Persons who are licensed to carry concealed handguns are among the most law-abiding citizens in American society; they have to be, otherwise they would not have been eligible to receive their concealed handgun license. It follows that Concealed Handgun License (CHL) holders (as they are called in Texas) – are among those in society who are the least likely to have had first-hand experience as a suspect in a criminal investigation.
In other words, CHL Holders are not experienced in responding to questions from police officers who are attempting to determine whether the CHL Holder committed a crime and, in the opinion of the police officer, should be arrested and booked into jail.
And make no mistake about it, after a CHL Holder is involved in a shooting, the CHL Holder will be viewed by police (and likely the local prosecutor’s office) as a criminal suspect, at least initially.
As an attorney who, since 1999, has been representing clients in both criminal and civil litigation matters, my experience strongly suggests that it usually is not a good idea for persons who are – or who likely will be – involved in litigation to make statements to the police. On the other hand, my experience, prior to entering the practice of law, of being a municipal police officer and detective who, for more than a decade, was responsible for conducting criminal investigations – including both officer-involved shootings as well as general homicide and assault cases – suggests that there are instances where it may be in the best interests of a criminal suspect to give a statement to police.
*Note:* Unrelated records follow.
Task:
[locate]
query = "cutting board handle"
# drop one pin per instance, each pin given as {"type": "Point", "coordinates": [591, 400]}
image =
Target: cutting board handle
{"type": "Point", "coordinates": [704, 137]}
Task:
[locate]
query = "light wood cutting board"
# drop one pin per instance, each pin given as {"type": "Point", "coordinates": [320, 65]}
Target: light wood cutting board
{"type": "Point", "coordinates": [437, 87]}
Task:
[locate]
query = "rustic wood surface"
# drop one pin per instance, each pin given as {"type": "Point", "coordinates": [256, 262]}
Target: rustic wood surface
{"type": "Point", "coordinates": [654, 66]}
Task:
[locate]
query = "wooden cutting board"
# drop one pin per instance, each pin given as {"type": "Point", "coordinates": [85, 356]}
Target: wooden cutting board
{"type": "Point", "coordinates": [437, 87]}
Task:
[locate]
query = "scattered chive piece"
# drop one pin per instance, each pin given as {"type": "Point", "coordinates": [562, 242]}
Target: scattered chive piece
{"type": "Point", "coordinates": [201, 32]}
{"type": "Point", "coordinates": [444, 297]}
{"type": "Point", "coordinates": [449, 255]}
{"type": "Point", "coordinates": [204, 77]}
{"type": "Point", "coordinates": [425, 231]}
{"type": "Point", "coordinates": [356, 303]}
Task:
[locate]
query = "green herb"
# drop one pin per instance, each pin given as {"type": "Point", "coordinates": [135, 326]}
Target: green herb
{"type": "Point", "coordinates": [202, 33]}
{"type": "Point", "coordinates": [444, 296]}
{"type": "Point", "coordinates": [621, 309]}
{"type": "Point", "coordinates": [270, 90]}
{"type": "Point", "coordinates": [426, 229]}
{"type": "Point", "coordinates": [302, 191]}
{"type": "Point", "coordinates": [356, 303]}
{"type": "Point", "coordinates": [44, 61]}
There are some who advocate that, after being involved in a shooting, a CHL Holder should simply tell police that the CHL Holder was in fear of his or her life; provide police with basic identifying information (CHL, Drivers’ License, etc); and then invoke the Fifth Amendment right against self-incrimination, and be adamant when saying that no statement to police will be made until after the CHL Holder consults with legal counsel. See, http://dailycaller.com/2013/10/30/the-most-important-article-you-will-read-what-to-do-after-a-defensive-shooting/1/
A different approach, one advocated by renowned firearms trainer, expert litigation witness, and sworn reserve police officer Massad Ayoob, takes a more nuanced approach. Inform the police:
1. That the injured/deceased person attacked you;
2. You will cooperate with any criminal prosecution of a surviving attacker;
3. About the existence and location of evidence (e.g., firearms, spent casings, knifes or other
4. About the existence and location of witnesses, security cameras, and the like; and
5. That you will fully cooperate with the police after you have spoken to your Attorney.
Be polite when interacting with police. You should, of course, identify yourself as the holder of a CHL and provide your CHL and drivers license to the officer.
See Massad Ayoob’s video on this subject at: https://www.youtube.com/watch?v=pCZXZMYyRl4
This approach does a good job in balancing a CHL Holder’s interests in not making statements that, on the one hand, while well-intended, might be misunderstood, misinterpreted, or even incriminating, with, on the other hand, the need to direct police investigators to crucial evidence that will assist investigators in confirming the statements the CHL Holder may – after consulting with counsel – later make to police.
Lest one think that the Massad Ayoob approach provides for too much interaction between the CHL Holder and the investigating police officers, consider this: The Massad Ayoob approach is, in substance, exactly the approach many police officers are trained to take – both by police trainers and the attorneys who regularly represent police officers – in the event an officer has been involved in a police shooting.
It is important to emphasize, however, that the Massad Ayoob approach should be considered only when the CHL Holder has a reasonable basis to believe the shooting was justified. If there is any question in the CHL Holder’s mind that the shooting might be unlawful, the make-no-statements approach would probably be the most prudent. Yes, when it comes to carrying a firearm, judgment is everything.